The First World War only had a marginal effect on music, and even the theory that it necessitated the cultivation of small formats can be challenged, since they were, in economic terms, wasteful and inefficient. Large-[scale operations were either not affected at all, or, as in the case of Diaghilev's company, were resumed swiftly. The matter of the Zeitgeist is something else, and it could have been argued the artistic climate in Paris in the 1920s was a reaction of liberating frivolity after the Great War. But it wasn't.
The Second World War, arguably, had a considerable effect. But again it was only in one country, Germany, where after the artistic starvation of the Nazi period, the influx of American money facilitated a typically German form of elitism in the avant-garde circles of Darmstadt - which Johnson neatly characterised as a parody of the very totalitarianism on whose grave it danced - and Donaueschingen - though that musical showcase had been created way back in 1921 - and the all-important patronage of West German radio stations.
The connection between music and world events is difficult to establish, and not as direct as some people like to think. In any event, the conditions that have shaped the art have been greater, even, than any war lasting merely a few years. The suppression of experiment in the Soviet Union lasted well over a quarter-century, while the emigration of artists and intellectuals from fascist countries began in the early 1930s.
Nono was married to the daughter of one of the most important of these emigres, Nuria, nee Schoenberg, cementing in personal terms a tradition of uncompromising artistic integrity.
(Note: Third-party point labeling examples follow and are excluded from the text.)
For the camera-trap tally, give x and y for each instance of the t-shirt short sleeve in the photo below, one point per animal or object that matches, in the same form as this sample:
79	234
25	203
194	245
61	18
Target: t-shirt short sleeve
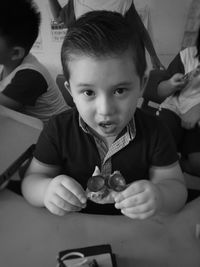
47	146
26	86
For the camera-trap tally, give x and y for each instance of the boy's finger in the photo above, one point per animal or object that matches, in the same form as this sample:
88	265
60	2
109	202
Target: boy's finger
54	209
63	204
76	191
133	189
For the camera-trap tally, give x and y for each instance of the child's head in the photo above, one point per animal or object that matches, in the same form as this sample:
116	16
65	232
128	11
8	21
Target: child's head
102	34
19	24
104	64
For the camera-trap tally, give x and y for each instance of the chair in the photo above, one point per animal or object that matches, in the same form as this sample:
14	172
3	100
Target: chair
60	80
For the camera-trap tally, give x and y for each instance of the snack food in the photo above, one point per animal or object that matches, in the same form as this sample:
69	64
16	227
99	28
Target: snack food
100	187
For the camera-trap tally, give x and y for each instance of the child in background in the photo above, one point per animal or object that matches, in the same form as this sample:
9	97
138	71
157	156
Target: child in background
75	8
25	84
104	66
181	109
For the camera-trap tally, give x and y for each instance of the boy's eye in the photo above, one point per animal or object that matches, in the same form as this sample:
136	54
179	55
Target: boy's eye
120	91
88	93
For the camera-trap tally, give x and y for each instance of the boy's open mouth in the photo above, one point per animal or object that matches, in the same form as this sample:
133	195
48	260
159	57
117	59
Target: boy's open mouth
107	126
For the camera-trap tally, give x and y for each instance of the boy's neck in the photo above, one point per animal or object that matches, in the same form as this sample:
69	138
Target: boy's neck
9	67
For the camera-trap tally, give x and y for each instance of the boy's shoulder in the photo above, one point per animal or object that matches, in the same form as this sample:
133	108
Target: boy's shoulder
148	123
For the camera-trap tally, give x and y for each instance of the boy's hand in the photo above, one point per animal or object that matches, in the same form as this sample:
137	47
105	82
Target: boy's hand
177	82
191	117
139	200
63	195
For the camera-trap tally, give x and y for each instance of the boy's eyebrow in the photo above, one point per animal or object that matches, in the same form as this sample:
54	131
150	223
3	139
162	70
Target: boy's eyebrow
118	84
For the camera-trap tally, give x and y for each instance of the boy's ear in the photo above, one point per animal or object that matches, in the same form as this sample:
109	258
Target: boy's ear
144	83
67	86
18	53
It was brave of Johnson to suggest that Schoenberg would be viewed as another Meyerbeer - more influential with composers than important to future listeners but it was clear he was only thinking of Schoenberg's 12-note music, written during the last 25 years of the composer s life, rather than his really revolutionary works, like the Five Orchestral Pieces, or Erwartung, both dating from 1909.
But the programme was also concerned with the state of music now and in the future. Joanna MacGregor disingenuously asserted that audiences - or did she mean potential audiences? - were "way ahead of mainstream thinking". Of course, she has an agenda, part of which is to bypass the established means of distribution, though as a pianist she has one of the most prestigious agents, just as Nono, some 40 years ago, tried taking his music into factories, though his music was recorded by one of the leading record companies.
Good luck to her, but while I respect MacGregor's talent and optimistic spirit, I doubt she will have much power to change things. She is, after all, as much at the mercy of marketing forces as, say, Wayne Marshall, and equally, is lucky enough to project an image which defies popular expectations, of a classical musician.